Latent caching uses deterministic center-crop. When using precomputed HDR latents, the pixel frames at training time are center-cropped (not randomly cropped) to match the spatial region encoded into the cached latent. Random horizontal flip is applied consistently to both pixel frames and the latent.
"No trainable parameters" / assert pct > 0.0 fails
PEFT's get_peft_model handles parameter freezing internally. Do not call transformer.requires_grad_(False) after applying LoRA — this freezes the LoRA weights too, making training a no-op.
assert pct < 5.0 fails (trainable fraction > 5%)
LoRA is being applied to too many layers. Check discover_lora_targets() output in the logs. The VACE context branch (vace_blocks.*) must be excluded — verify the exclusion filter is working correctly.

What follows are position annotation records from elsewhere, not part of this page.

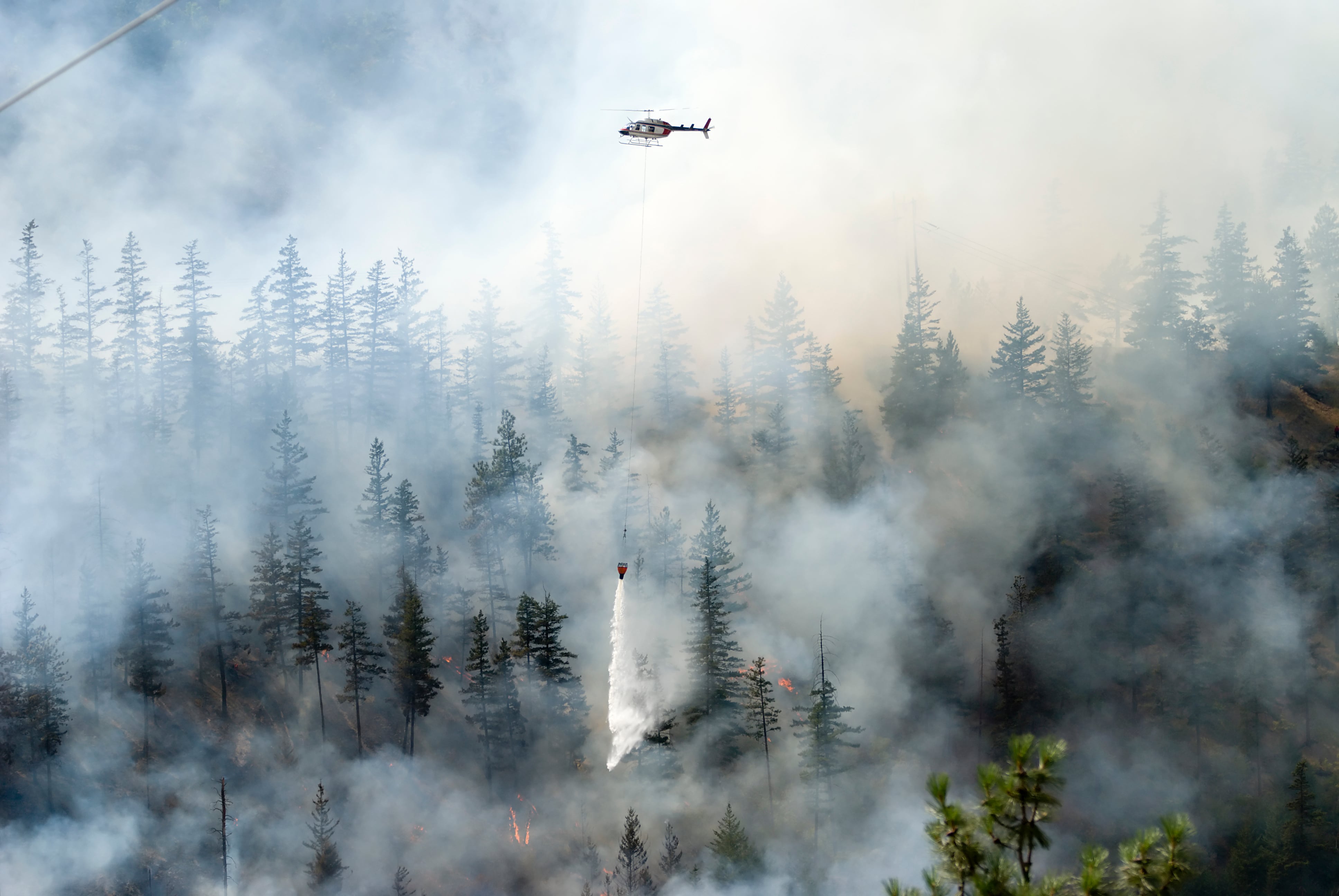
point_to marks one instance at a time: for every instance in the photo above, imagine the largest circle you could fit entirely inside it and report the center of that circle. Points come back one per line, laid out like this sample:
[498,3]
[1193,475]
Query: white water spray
[631,708]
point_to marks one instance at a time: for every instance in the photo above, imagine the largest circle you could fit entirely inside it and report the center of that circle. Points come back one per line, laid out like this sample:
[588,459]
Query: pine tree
[671,375]
[1323,260]
[23,307]
[409,642]
[632,875]
[714,666]
[950,377]
[401,886]
[1068,377]
[562,694]
[311,617]
[41,688]
[763,718]
[511,724]
[671,858]
[666,548]
[823,732]
[1021,358]
[412,547]
[377,315]
[554,307]
[259,341]
[781,337]
[207,592]
[294,288]
[480,692]
[911,402]
[1230,272]
[728,397]
[146,637]
[361,658]
[544,395]
[135,312]
[774,441]
[711,543]
[287,489]
[844,461]
[270,606]
[1159,317]
[164,365]
[493,350]
[326,870]
[574,477]
[198,345]
[90,309]
[339,323]
[736,858]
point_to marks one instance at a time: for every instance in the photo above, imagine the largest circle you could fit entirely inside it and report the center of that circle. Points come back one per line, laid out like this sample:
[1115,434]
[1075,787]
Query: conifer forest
[964,414]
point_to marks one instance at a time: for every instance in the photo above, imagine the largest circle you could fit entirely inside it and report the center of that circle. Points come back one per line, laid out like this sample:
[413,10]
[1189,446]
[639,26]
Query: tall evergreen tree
[146,635]
[205,592]
[198,347]
[667,542]
[361,658]
[493,350]
[1068,377]
[480,693]
[270,605]
[377,317]
[1159,315]
[311,618]
[410,540]
[554,300]
[711,543]
[326,870]
[574,476]
[23,323]
[135,310]
[1323,260]
[846,460]
[339,323]
[781,339]
[409,641]
[41,688]
[287,491]
[823,735]
[671,374]
[911,400]
[90,307]
[736,856]
[1021,360]
[1230,271]
[294,288]
[728,397]
[763,718]
[714,666]
[632,875]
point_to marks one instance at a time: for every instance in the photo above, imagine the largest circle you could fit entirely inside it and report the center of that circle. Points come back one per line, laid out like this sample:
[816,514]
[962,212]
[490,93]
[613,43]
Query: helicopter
[648,132]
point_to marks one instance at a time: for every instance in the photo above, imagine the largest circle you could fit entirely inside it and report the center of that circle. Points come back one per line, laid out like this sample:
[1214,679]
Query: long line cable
[637,335]
[116,35]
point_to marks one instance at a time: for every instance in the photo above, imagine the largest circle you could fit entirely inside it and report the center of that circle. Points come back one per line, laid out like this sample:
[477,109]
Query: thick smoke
[1001,152]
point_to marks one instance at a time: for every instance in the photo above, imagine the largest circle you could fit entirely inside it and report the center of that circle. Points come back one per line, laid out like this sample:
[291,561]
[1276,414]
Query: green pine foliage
[736,856]
[1021,360]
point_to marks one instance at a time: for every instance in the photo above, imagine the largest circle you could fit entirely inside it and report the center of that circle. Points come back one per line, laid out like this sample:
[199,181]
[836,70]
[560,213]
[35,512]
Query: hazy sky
[1044,130]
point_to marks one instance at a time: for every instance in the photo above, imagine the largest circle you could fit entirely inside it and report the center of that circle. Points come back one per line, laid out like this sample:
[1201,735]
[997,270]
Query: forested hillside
[321,597]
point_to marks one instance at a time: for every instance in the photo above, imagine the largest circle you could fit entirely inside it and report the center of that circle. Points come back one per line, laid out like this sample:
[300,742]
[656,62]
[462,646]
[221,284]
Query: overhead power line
[116,35]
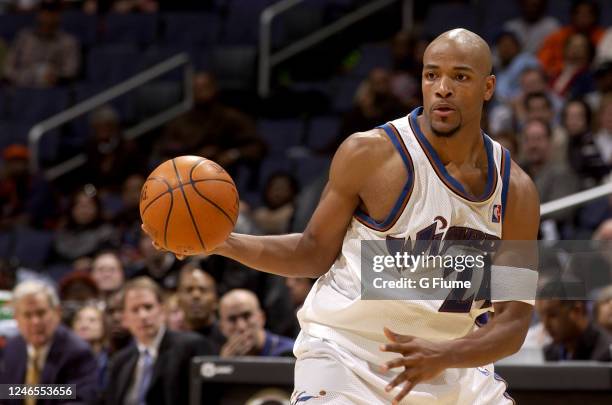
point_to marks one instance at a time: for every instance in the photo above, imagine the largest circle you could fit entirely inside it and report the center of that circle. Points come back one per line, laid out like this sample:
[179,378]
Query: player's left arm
[500,337]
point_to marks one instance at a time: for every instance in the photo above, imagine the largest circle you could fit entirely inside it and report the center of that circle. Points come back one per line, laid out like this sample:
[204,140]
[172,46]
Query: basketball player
[432,168]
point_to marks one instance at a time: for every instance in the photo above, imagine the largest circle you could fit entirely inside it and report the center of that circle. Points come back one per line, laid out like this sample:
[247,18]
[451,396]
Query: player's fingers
[405,390]
[396,337]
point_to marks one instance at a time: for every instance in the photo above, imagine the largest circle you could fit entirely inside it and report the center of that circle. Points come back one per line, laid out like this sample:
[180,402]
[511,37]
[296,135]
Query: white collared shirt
[153,349]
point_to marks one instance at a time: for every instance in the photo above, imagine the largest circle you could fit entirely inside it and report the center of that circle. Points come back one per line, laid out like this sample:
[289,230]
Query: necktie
[33,374]
[145,377]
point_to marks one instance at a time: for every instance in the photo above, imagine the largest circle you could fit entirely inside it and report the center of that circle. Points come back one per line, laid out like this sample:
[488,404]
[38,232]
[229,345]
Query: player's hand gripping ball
[189,205]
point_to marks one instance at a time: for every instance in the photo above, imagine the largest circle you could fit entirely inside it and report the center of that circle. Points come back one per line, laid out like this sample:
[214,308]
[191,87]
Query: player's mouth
[443,110]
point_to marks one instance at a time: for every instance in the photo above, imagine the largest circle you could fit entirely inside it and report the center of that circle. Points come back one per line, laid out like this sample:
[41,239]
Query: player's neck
[464,147]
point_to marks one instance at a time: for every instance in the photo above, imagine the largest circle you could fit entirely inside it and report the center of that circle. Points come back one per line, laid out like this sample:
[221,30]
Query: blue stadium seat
[130,28]
[446,16]
[373,56]
[191,29]
[110,64]
[34,105]
[234,66]
[33,247]
[11,24]
[280,135]
[322,131]
[81,25]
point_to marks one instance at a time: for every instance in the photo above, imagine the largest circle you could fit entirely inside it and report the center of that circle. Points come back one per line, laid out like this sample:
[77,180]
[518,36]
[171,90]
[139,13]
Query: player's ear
[489,87]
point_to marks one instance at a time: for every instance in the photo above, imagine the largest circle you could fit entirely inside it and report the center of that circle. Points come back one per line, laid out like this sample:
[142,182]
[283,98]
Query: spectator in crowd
[118,336]
[43,56]
[575,78]
[603,309]
[374,103]
[242,322]
[212,130]
[88,324]
[584,157]
[603,85]
[538,106]
[163,267]
[127,220]
[552,180]
[584,16]
[110,158]
[604,49]
[84,232]
[574,336]
[46,352]
[197,296]
[603,137]
[76,289]
[509,63]
[25,199]
[175,316]
[107,272]
[155,370]
[533,26]
[279,195]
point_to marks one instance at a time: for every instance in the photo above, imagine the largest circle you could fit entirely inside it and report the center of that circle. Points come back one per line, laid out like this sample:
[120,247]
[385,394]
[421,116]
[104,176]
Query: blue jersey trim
[395,138]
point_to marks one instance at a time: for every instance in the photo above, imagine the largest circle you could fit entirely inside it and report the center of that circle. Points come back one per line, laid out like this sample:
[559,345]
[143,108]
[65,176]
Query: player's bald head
[465,47]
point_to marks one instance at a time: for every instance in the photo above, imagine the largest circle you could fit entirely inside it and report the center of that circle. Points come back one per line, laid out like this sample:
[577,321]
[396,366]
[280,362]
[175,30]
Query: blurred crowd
[118,302]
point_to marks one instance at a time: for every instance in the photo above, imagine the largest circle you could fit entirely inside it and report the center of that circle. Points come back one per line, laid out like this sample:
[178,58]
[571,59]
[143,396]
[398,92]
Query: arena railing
[39,130]
[269,59]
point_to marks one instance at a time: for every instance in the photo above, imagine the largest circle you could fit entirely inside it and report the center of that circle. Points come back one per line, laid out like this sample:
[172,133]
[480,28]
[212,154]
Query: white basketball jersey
[432,205]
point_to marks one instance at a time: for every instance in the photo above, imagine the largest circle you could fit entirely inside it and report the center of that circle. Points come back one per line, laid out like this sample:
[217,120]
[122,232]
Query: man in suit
[155,369]
[46,352]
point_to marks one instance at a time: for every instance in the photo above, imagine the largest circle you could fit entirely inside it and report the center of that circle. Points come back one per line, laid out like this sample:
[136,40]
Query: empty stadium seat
[130,28]
[280,135]
[191,29]
[322,131]
[110,64]
[234,66]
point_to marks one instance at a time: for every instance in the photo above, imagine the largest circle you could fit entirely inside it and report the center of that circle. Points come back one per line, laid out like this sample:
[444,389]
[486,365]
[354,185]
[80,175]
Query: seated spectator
[110,157]
[509,63]
[197,296]
[107,272]
[279,194]
[156,370]
[574,336]
[533,26]
[88,324]
[584,15]
[575,78]
[374,103]
[603,137]
[175,316]
[212,130]
[242,323]
[25,199]
[163,267]
[552,180]
[84,232]
[43,56]
[603,309]
[583,155]
[118,336]
[46,352]
[76,289]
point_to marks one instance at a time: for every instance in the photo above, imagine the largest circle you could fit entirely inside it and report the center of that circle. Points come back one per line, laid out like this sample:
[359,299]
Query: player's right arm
[311,253]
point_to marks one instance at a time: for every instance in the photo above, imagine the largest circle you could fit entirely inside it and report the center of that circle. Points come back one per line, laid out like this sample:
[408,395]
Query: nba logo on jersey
[496,217]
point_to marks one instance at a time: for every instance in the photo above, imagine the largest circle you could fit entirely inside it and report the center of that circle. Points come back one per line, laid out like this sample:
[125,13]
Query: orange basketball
[189,205]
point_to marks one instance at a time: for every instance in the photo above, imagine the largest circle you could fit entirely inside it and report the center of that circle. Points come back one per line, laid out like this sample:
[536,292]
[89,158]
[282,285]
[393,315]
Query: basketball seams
[206,198]
[195,226]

ImportError: diffusers>=0.31.0 required or pipeline class not found
Upgrade diffusers: pip install -U 'diffusers>=0.37.0'. The pipeline class WanVACEPipeline was introduced in diffusers 0.37. To check what's available: python -c 'import diffusers; print([x for x in dir(diffusers) if "Wan" in x])'.
VACE context parameter not found (model runs without context conditioning)
The log line "VACE context parameter not found. Running DiT without context conditioning." indicates a diffusers version mismatch. The expected parameter name is control_hidden_states (diffusers ≥ 0.37). Check the parameter list in model._dit_forward() and add your version's name to ctx_param_candidates.
Training step time is > 120s on 4 × A100
This is expected without the latent cache. Run scripts/precompute_hdr_latents.py first. Without caching: ~168s/step → ~19 days for 10,000 steps. With caching: ~90–100s/step → ~10 days.
caption.txt missing for many sequences
Run scripts/generate_captions.py before training. The fallback caption [Overexposed: none]; [Underexposed: none] is used when caption.txt is absent, but text conditioning will not be meaningful for those sequences.
EXR frames all black or all white in preview
The preview uses Reinhard tone mapping. If the HDR output contains extreme values (very large or very small), the tone mapping key may need adjustment. Check the raw EXR values: linear HDR for a well-lit scene in Rec.709 should have most pixels in the range [0, 100] (with highlights up to ~1000).
Cached latents produce spatial misalignment with LDR inputs
Ensure --gamma and --M in precompute_hdr_latents.py exactly match color_mapping.gamma and color_mapping.M in configs/train.yaml. Also verify --resolution H W matches training.resolution (in T H W order in the YAML, but H W order in the precompute script). If in doubt, delete the latents/ directories and recompute.